= Shaggy God story =

Sub-genre in science fiction

A shaggy God story is a story in a minor science fiction genre that attempts to explain Biblical concepts with science fiction tropes. The term was coined by writer and critic Brian W. Aldiss in a pseudonymous column in the October 1965 issue of New Worlds. The term is a pun on the phrase "shaggy dog story", which describes a lengthy or complicated story with an anticlimactic conclusion.

A typical shaggy God story might feature a pair of astronauts landing on a lush and virgin world and in the last line their names are revealed as Adam and Eve. The television show The Twilight Zone used several versions of this, the most notable being "Probe 7, Over and Out". Another classic example is Isaac Asimov's 1956 short story "The Last Question", which ends with the protagonist supercomputer exclaiming: "Let there be light!"

The creation of the term is often misattributed to Michael Moorcock. Moorcock edited the issue of New Worlds in which Aldiss coined the term in a pseudonymous column. It has been suggested that many assumed Moorcock to be the author of the column. The issue was cleared up in an August 2004 David Langford column in SFX magazine.

==The genre as a cliché==
Brian Stableford noted in The Encyclopedia of Science Fiction that a frequently written, but rarely printed, story submitted to science-fiction magazines features a male and female astronaut marooned on a habitable planet and "reveal[s] (in the final line) that their names are Adam and Eve". Among the "partial list of overworked ideas that should be strenuously avoided" that H. L. Gold of Galaxy Science Fiction in 1953 warned prospective writers of were "the characters we have been reading about are Adam and Eve or Jesus, the creation of a miniature universe in a laboratory by a scientist whose name turns out to be an anagram of Jehovah". "Dr. Peristyle" (Brian W. Aldiss) of New Worlds wrote in 1965 that "The shaggy god story is the bane of magazine editors, who get approximately one story a week set in a garden of Eden spelt Ee-Duhn". The genre is also listed as a cliché in the Science Fiction Writers of America's Turkey City Lexicon and David Langford's SFX magazine column on same. Will Ferguson references the cliché extensively in his novel Generica (2001).

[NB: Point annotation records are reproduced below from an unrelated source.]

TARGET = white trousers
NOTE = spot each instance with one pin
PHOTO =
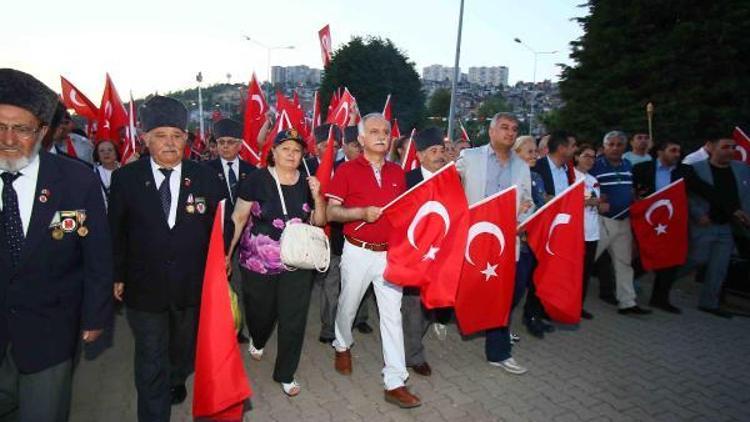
(359, 268)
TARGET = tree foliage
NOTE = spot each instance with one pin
(688, 57)
(371, 68)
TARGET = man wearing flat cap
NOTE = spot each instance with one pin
(161, 211)
(52, 214)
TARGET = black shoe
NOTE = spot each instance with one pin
(666, 307)
(634, 310)
(178, 394)
(717, 311)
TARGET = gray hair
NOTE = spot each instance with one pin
(614, 134)
(368, 116)
(503, 115)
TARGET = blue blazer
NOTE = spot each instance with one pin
(61, 286)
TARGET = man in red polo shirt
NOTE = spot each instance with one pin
(357, 193)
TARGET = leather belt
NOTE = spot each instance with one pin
(376, 247)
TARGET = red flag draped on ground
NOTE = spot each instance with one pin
(555, 235)
(485, 292)
(659, 224)
(325, 44)
(255, 115)
(221, 385)
(426, 244)
(743, 145)
(410, 161)
(112, 114)
(73, 98)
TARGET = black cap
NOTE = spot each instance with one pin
(428, 137)
(321, 133)
(163, 112)
(350, 134)
(228, 127)
(25, 91)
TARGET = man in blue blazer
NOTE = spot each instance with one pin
(55, 257)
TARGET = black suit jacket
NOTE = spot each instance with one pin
(61, 286)
(161, 267)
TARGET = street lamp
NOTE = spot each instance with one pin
(533, 84)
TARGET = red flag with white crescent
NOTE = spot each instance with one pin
(485, 292)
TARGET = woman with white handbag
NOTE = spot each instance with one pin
(272, 208)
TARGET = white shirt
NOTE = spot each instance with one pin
(695, 156)
(591, 214)
(25, 187)
(174, 188)
(235, 169)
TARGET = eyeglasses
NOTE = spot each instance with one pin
(22, 131)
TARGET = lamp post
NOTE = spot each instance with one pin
(533, 84)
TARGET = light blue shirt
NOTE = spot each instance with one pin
(663, 175)
(559, 176)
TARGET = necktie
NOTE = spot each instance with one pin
(11, 218)
(164, 192)
(232, 182)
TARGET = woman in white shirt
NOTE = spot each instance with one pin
(585, 157)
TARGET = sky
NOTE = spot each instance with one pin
(160, 45)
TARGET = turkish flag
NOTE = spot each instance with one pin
(555, 235)
(325, 44)
(221, 386)
(659, 224)
(255, 115)
(73, 98)
(428, 236)
(410, 161)
(112, 114)
(485, 292)
(743, 145)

==Expansions of the term==
Shaggy God themes can be seen as an effort to harmonize religious accounts about the origin of human beings with science fiction tropes such as alien races, interstellar travel, genetic manipulation, the uplift of primitive races and man's place in the galactic life cycle.

David Brin's Uplift Universe is a series of science fiction works that deal with the idea of advanced interstellar cultures who identify proto-sentient species and genetically manipulate them into star-faring cultures in their own right (often enslaving them for thousands of years as payment). In the novels, proponents of the view that humans were uplifted by a galactic culture (as opposed to evolving into sentience) are called "Dänikenites".

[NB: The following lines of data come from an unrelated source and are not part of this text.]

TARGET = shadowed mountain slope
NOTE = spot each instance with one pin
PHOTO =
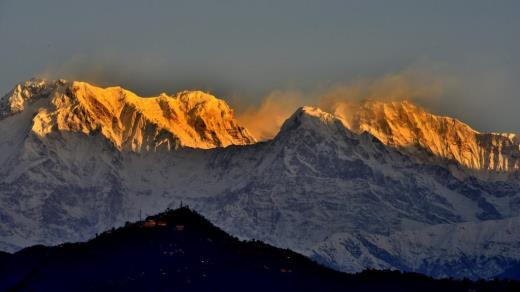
(180, 250)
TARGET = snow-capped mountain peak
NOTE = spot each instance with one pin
(408, 127)
(188, 119)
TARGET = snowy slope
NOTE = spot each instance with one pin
(408, 127)
(190, 118)
(314, 185)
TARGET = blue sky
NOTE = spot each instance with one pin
(244, 50)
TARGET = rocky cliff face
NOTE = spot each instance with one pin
(341, 196)
(188, 119)
(408, 127)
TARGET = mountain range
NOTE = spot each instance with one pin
(180, 250)
(381, 185)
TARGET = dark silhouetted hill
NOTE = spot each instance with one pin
(181, 251)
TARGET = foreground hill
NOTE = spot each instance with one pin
(179, 250)
(341, 197)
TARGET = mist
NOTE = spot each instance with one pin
(267, 58)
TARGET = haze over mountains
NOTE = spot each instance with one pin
(377, 186)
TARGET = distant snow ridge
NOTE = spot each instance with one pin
(350, 200)
(408, 127)
(189, 119)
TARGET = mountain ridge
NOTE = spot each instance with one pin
(180, 249)
(313, 187)
(188, 119)
(405, 126)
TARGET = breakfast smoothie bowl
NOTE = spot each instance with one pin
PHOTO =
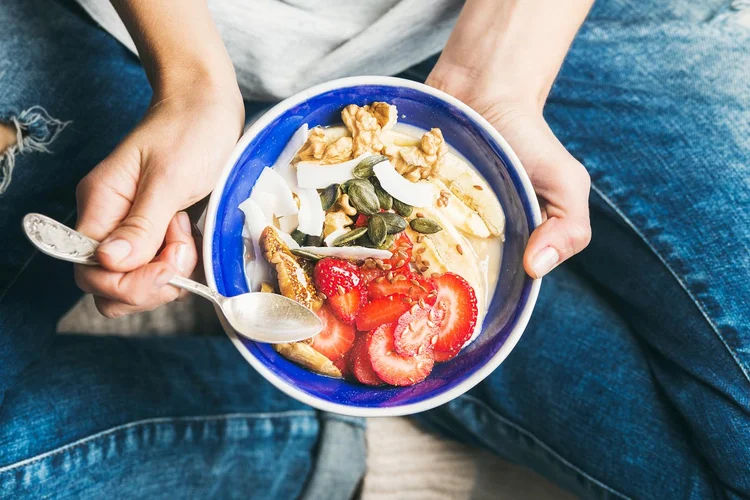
(400, 217)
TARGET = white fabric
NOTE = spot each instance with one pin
(282, 46)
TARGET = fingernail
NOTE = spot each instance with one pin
(181, 258)
(545, 261)
(117, 250)
(163, 278)
(184, 222)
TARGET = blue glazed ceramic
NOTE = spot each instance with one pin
(464, 130)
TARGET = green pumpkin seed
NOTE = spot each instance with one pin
(328, 196)
(402, 208)
(306, 255)
(394, 223)
(376, 229)
(299, 237)
(347, 238)
(388, 243)
(363, 170)
(425, 226)
(313, 241)
(363, 198)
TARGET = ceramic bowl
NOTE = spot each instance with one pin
(465, 131)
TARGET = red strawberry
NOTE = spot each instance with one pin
(346, 306)
(344, 365)
(414, 331)
(392, 368)
(359, 362)
(406, 283)
(331, 276)
(456, 313)
(383, 310)
(335, 339)
(401, 250)
(361, 221)
(370, 273)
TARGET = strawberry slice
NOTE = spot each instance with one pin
(346, 306)
(455, 312)
(344, 365)
(336, 276)
(390, 366)
(413, 285)
(401, 250)
(414, 332)
(361, 221)
(335, 339)
(383, 310)
(359, 362)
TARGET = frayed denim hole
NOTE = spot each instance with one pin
(35, 131)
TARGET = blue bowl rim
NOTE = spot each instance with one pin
(314, 401)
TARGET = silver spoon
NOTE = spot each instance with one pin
(264, 317)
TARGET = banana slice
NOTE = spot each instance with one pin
(309, 358)
(457, 212)
(473, 190)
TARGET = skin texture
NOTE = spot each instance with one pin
(501, 59)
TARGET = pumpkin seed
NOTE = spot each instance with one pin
(425, 226)
(376, 229)
(363, 170)
(394, 223)
(347, 238)
(402, 208)
(306, 255)
(328, 196)
(388, 243)
(363, 198)
(299, 237)
(313, 241)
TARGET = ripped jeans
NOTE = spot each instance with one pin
(632, 379)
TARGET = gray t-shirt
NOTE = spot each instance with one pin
(282, 46)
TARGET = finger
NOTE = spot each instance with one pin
(137, 239)
(565, 229)
(180, 249)
(144, 288)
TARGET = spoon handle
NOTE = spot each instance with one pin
(61, 242)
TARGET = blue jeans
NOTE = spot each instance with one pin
(632, 379)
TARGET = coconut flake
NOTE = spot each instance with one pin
(316, 176)
(358, 253)
(272, 184)
(283, 164)
(416, 194)
(311, 213)
(335, 234)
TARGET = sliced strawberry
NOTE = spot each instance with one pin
(413, 285)
(344, 365)
(332, 276)
(390, 366)
(414, 331)
(401, 250)
(370, 273)
(335, 339)
(456, 313)
(380, 311)
(361, 221)
(359, 362)
(346, 306)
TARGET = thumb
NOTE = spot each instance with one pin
(555, 241)
(137, 239)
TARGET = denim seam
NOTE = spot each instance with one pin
(159, 420)
(684, 286)
(26, 264)
(546, 447)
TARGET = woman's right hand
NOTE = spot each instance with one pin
(133, 200)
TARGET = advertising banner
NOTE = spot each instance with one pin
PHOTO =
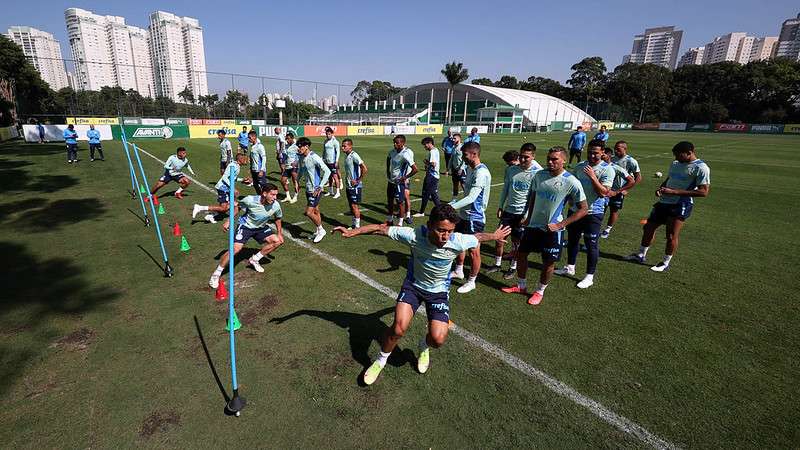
(672, 126)
(364, 130)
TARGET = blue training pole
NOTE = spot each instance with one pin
(167, 268)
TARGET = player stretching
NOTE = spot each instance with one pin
(550, 190)
(316, 174)
(355, 170)
(433, 249)
(289, 162)
(623, 159)
(258, 212)
(513, 204)
(173, 171)
(258, 162)
(223, 189)
(472, 210)
(688, 177)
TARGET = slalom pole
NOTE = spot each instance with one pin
(167, 268)
(236, 403)
(135, 181)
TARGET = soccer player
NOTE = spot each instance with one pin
(330, 154)
(472, 209)
(430, 185)
(576, 143)
(400, 168)
(433, 249)
(94, 143)
(223, 189)
(513, 204)
(355, 170)
(258, 211)
(225, 150)
(243, 139)
(596, 179)
(316, 173)
(626, 161)
(71, 139)
(688, 177)
(456, 165)
(289, 162)
(550, 190)
(173, 171)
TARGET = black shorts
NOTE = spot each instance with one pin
(437, 304)
(663, 212)
(548, 243)
(515, 222)
(466, 226)
(243, 234)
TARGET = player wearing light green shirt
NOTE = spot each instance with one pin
(257, 213)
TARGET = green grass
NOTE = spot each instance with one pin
(98, 350)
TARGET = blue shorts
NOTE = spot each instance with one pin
(354, 195)
(437, 305)
(243, 234)
(166, 178)
(663, 212)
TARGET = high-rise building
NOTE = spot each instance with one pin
(693, 56)
(789, 39)
(176, 46)
(657, 46)
(108, 52)
(44, 52)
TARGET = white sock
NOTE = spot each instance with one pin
(383, 358)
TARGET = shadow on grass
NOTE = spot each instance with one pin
(35, 292)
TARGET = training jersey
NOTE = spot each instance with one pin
(225, 151)
(70, 137)
(477, 186)
(314, 170)
(222, 184)
(516, 188)
(577, 140)
(429, 268)
(94, 136)
(352, 169)
(432, 163)
(175, 165)
(255, 215)
(330, 152)
(258, 158)
(686, 176)
(551, 194)
(605, 174)
(400, 163)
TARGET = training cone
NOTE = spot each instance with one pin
(236, 324)
(184, 244)
(222, 292)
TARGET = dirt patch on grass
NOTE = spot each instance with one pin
(159, 422)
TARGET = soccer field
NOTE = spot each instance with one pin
(97, 349)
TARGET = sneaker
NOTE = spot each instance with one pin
(372, 372)
(535, 299)
(466, 287)
(566, 270)
(256, 265)
(424, 360)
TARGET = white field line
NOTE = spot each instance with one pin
(620, 422)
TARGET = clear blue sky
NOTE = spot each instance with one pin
(408, 42)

2001: A Space Odyssey was called this by film critic John Simon. One interpretation of David Bowman's entrance into the EVA pod before entering space (the new Eden) to become a Star Child suggests Adam and Eve and the dawn of new man. Some people interpreted Bowman's transforming into the Star Child as his turning into a god or godlike being. The plot also involves an alien intelligence's "creating" man by improving upon mankind's hominid ancestors.